Lilla has the knack for transforming everyone's comments, both good and bad, into useful observations for the rest of the class. I have found that the quality of other students (and my own, of course) mattered very little to how much I get out of it, since Lilla seems to make it all intelligible. This is especially impressive because his class attracts such a random bunch (people from across the humanities, and a couple outside), who are used to approaching problems in their own fashion. Of course, it also helps that he doesn't take undercooked bullshit - if he doesn't understand you, he will ask you to clarify, and he's really not into patronizing moralists who proselytize instead of analyzing (very rare though). Lilla takes the discussion pretty seriously, and it's not uncommon for him to take notes and learn from students (it's also pretty invigorating to feel like you're being taken seriously, and I haven't gotten that from any other professor).

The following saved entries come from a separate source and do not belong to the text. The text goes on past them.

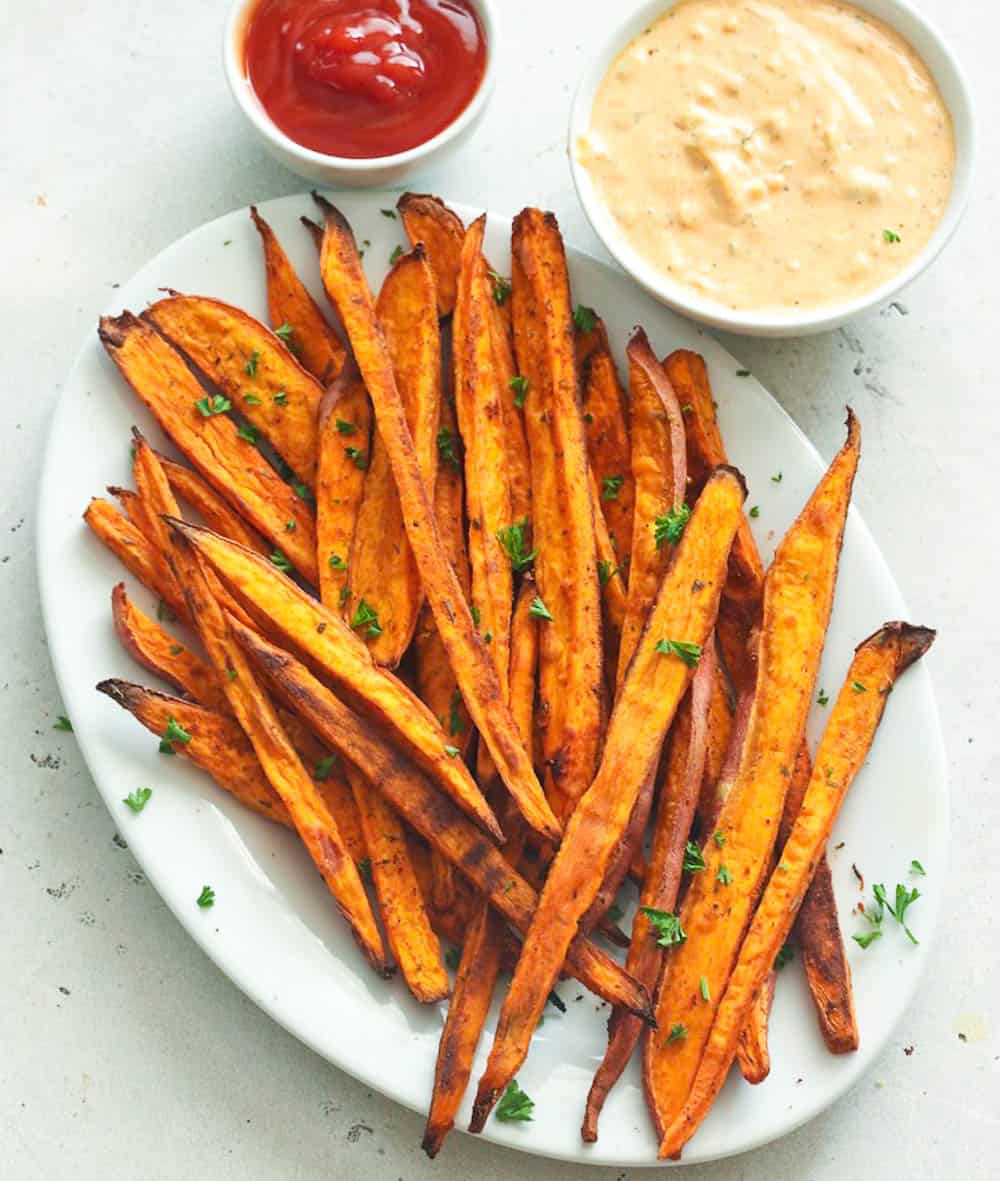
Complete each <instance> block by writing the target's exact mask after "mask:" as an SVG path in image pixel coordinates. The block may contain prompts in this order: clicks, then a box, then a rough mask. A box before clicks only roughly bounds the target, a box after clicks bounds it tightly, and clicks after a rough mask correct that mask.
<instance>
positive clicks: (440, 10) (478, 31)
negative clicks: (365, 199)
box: [246, 0, 486, 159]
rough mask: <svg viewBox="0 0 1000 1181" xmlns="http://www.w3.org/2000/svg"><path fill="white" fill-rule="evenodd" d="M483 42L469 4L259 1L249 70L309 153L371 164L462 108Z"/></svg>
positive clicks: (246, 55) (247, 43)
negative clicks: (469, 5)
mask: <svg viewBox="0 0 1000 1181" xmlns="http://www.w3.org/2000/svg"><path fill="white" fill-rule="evenodd" d="M485 65H486V44H485V38H484V34H483V30H482V27H481V25H479V21H478V19H477V17H476V14H475V12H473V11H472V8H471V7H470V6H469V4H468V2H466V0H261V2H260V4H259V5H257V7H256V9H255V12H254V14H253V17H251V18H250V22H249V28H248V32H247V43H246V70H247V77H248V78H249V80H250V85H251V86H253V87H254V91H255V92H256V94H257V97H259V98H260V100H261V104H262V106H263V109H264V110H266V111H267V113H268V115H269V116H270V118H272V119H273V120H274V123H275V124H276V125H277V126H279V128H280V129H281V130H282V131H283V132H285V133H286V135H287V136H288V137H289V138H292V139H294V141H295V142H296V143H300V144H302V146H303V148H312V149H313V150H314V151H320V152H323V154H325V155H327V156H349V157H354V158H366V159H370V158H373V157H377V156H391V155H394V154H396V152H400V151H406V149H409V148H416V146H417V145H418V144H421V143H425V142H426V141H427V139H430V138H432V137H433V136H436V135H437V133H438V132H439V131H443V130H444V129H445V128H446V126H447V125H449V124H450V123H453V122H455V119H457V118H458V116H459V115H460V113H462V112H463V111H464V110H465V107H466V106H468V105H469V102H470V100H471V98H472V96H473V94H475V93H476V91H477V89H478V86H479V83H481V81H482V80H483V72H484V70H485Z"/></svg>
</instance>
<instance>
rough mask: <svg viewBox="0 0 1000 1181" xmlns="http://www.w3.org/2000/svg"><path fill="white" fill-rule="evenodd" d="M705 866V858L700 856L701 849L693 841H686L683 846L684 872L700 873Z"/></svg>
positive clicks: (691, 873)
mask: <svg viewBox="0 0 1000 1181" xmlns="http://www.w3.org/2000/svg"><path fill="white" fill-rule="evenodd" d="M705 868H706V864H705V859H704V857H702V856H701V849H700V848H699V846H697V844H695V843H694V841H688V842H687V843H686V844H685V847H684V872H685V873H686V874H700V873H701V870H702V869H705Z"/></svg>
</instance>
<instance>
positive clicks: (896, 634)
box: [855, 620, 937, 672]
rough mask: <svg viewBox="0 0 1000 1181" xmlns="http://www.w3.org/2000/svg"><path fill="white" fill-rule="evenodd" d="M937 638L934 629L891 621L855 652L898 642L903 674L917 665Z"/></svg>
mask: <svg viewBox="0 0 1000 1181" xmlns="http://www.w3.org/2000/svg"><path fill="white" fill-rule="evenodd" d="M936 637H937V632H936V631H935V628H933V627H923V626H921V625H920V624H907V622H903V621H902V620H890V621H889V622H888V624H883V625H882V626H881V627H880V628H878V631H877V632H872V634H871V635H869V637H868V638H867V639H864V640H862V641H861V644H858V646H857V647H856V648H855V652H858V651H861V648H863V647H867V646H868V645H877V646H880V647H881V646H883V645H885V644H889V642H891V641H893V640H896V641H897V642H898V645H900V663H898V670H900V672H903V671H904V670H906V668H909V666H910V665H911V664H915V663H916V661H917V660H920V658H921V657H922V655H923V654H924V652H927V650H928V648H929V647H930V645H932V644H933V642H934V640H935V639H936Z"/></svg>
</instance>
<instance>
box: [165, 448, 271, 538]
mask: <svg viewBox="0 0 1000 1181" xmlns="http://www.w3.org/2000/svg"><path fill="white" fill-rule="evenodd" d="M158 458H159V463H161V466H162V468H163V470H164V472H165V474H166V479H168V481H169V483H170V487H171V489H172V490H174V495H175V496H177V497H179V500H182V501H183V502H184V503H185V504H188V505H190V508H192V509H194V510H195V511H196V513H197V514H198V515H200V516H201V518H202V521H203V523H204V524H205V526H207V527H208V528H209V529H211V530H213V531H214V533H221V534H222V536H223V537H229V540H230V541H238V542H240V544H241V546H248V547H249V548H250V549H256V552H257V553H259V554H269V553H270V549H272V547H270V546H269V544H268V543H267V542H266V541H264V540H263V537H261V535H260V534H259V533H257V530H256V529H254V528H253V526H249V524H247V522H246V521H244V520H243V518H242V517H241V516H240V514H238V513H237V511H236V510H235V509H234V508H230V505H229V504H228V503H227V502H226V501H224V500H223V498H222V497H221V496H220V495H218V492H216V490H215V489H214V488H213V487H211V484H209V482H208V481H207V479H204V477H202V476H200V475H198V474H197V472H196V471H192V470H191V469H190V468H185V466H184V465H183V464H181V463H175V462H174V461H172V459H168V458H166V456H164V455H161V456H158Z"/></svg>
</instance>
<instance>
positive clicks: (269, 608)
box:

I will say that some people have told me they weren't a fan of the way he approached texts (whatever they meant), and some have said they appreciated other teachers for allowing them more leeway for personal exploration. I either disagree or do not understand these criticisms (see article), but, they're there...
In the past, Lilla's done classes on Montaigne, Rousseau, and Pascal - but he will do different texts in the future. It's really probably your best opportunity to spend a lot of time trying to understand the text, and I would recommend it for that reason alone. What really makes Lilla's classes great for me isn't really the discussion or his insight, but the fact that by the time I've turned in my final papers, I will feel like I've come to know these books very intimately, and it would be dishonest to deny that each of time my interests and thinking have shifted. After you take his class, there's just no way you can read philosophy any other way, and no other class will come close to giving you a similar kind of experience. It's because of this that I would take a Lilla class no matter what he taught.
Finally, I want to put in a good word for the man himself: capital fellow, un bonne homme cause he likes French. He loves teaching and his students, and people across the spectrum of interests and beliefs like his classes (lots of repeat offenders). He also has a great sense of humor - or am I the only one who's noticed he has/had portraits of (I think) Napoleon and Burke in his office?
Intellectually, he is a fantastic resource - he's good on basically any period of Western intellectual history, but he's best on early modern and 20th century Europe, and he's especially good on Christian theology and also on politics. I have yet to receive a bad book recommendation from him.

TLDR: No, fuck you, I put time into this. Damn, it's actually pretty long.


Always a lot of work. To be fair, he puts in just as much work (people seem to miss this fact). If you're a senior taking his class in the Spring, then you'll have less time to finish your longer paper. Seems pretty dicey to me. He would give feedback on my writing, but I only got it when I was a sophomore (in other words, when I needed it). Either I really am the shit, or he likes me too much to tell me I suck. Not that concerned, honestly.